In pensione a 67 anni dal 2019, o in alternativa con 43 anni e 3 mesi di contributi per gli uomini e con 42 anni e 3 mesi per le donne. Dal 1° gennaio 2019, infatti, il pensionamento si allontana di 5 mesi, ma non finisce qui: in base ai nuovi adeguamenti alla speranza di vita media, difatti, ogni due anni i requisiti aumenteranno di 3 mesi, a meno che gli incrementi della speranza di vita riscontrati dall’Istat non si discostino da quelli previsti.

Aumentano di 5 mesi, e continueranno ad aumentare di 3 mesi ogni biennio, anche i requisiti per accedere alla pensione anticipata contributiva, alla pensione anticipata precoci, alla pensione di vecchiaia e anzianità in totalizzazione ed a tutti i trattamenti soggetti agli adeguamenti alla speranza di vita.

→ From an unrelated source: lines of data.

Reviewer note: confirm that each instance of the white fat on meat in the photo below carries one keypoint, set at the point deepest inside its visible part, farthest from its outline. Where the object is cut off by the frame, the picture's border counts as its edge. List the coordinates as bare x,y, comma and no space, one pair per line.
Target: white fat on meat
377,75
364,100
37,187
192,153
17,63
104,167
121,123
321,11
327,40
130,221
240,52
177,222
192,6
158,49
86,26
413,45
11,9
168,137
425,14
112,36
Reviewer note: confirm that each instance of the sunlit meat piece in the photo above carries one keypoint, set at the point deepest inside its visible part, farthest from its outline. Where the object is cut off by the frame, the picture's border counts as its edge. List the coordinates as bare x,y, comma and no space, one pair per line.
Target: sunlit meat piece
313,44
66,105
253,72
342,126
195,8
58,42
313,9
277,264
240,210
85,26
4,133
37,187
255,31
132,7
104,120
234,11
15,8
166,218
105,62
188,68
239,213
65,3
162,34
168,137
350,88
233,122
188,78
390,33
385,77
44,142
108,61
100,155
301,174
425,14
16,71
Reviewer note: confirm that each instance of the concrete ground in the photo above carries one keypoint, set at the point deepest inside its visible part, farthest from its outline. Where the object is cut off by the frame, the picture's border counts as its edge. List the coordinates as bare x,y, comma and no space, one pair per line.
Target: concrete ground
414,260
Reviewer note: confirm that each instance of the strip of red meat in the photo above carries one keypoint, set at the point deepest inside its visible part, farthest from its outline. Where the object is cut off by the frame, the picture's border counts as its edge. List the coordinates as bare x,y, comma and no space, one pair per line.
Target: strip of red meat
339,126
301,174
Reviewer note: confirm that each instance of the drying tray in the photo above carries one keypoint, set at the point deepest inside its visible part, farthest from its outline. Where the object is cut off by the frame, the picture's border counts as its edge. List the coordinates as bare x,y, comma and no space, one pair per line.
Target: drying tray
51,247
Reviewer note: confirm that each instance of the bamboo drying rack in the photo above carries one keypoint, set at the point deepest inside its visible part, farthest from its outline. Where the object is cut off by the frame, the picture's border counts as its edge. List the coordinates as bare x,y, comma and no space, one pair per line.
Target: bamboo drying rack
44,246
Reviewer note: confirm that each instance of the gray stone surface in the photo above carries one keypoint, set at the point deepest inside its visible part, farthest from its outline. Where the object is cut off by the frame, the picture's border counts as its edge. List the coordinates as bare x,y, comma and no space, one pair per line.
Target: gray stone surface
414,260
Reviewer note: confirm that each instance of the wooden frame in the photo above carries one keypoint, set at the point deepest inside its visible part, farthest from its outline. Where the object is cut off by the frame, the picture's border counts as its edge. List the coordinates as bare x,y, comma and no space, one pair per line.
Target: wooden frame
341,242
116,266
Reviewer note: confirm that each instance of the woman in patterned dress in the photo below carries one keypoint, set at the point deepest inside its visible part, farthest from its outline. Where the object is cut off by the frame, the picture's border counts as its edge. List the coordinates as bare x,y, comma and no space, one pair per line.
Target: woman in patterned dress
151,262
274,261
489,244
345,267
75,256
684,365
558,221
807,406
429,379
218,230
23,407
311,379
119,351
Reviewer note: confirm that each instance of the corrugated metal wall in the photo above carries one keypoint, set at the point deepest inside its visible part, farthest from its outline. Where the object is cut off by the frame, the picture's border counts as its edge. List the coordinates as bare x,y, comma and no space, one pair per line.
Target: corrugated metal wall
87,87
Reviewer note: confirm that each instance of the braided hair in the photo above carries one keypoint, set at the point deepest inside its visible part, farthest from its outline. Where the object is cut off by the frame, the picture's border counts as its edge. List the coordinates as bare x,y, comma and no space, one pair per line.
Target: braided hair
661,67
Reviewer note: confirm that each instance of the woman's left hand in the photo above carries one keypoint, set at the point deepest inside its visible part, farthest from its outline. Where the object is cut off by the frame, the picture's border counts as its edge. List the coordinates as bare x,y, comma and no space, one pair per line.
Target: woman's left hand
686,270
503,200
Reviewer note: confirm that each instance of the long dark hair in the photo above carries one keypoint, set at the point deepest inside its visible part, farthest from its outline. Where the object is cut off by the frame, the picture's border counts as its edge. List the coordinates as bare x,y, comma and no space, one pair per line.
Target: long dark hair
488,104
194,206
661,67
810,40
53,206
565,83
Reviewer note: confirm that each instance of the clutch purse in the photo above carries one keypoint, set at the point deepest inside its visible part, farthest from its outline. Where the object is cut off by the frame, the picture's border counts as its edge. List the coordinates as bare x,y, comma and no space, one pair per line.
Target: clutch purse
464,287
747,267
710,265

Considerando che i trattamenti pensionistici che si possono ottenere sono di diverso tipo, e che i requisiti possono cambiare a seconda della situazione personale (lavoratore che ha iniziato a versare i contributi dopo il 1995, invalido, addetto ai lavori usuranti o ai turni notturni…), come si fa a sapere quanto manca alla pensione?

Cerchiamo di capire, con la nostra guida, in base ai futuri requisiti previsti per le principali categorie di lavoratori, quando si ha diritto alla pensione.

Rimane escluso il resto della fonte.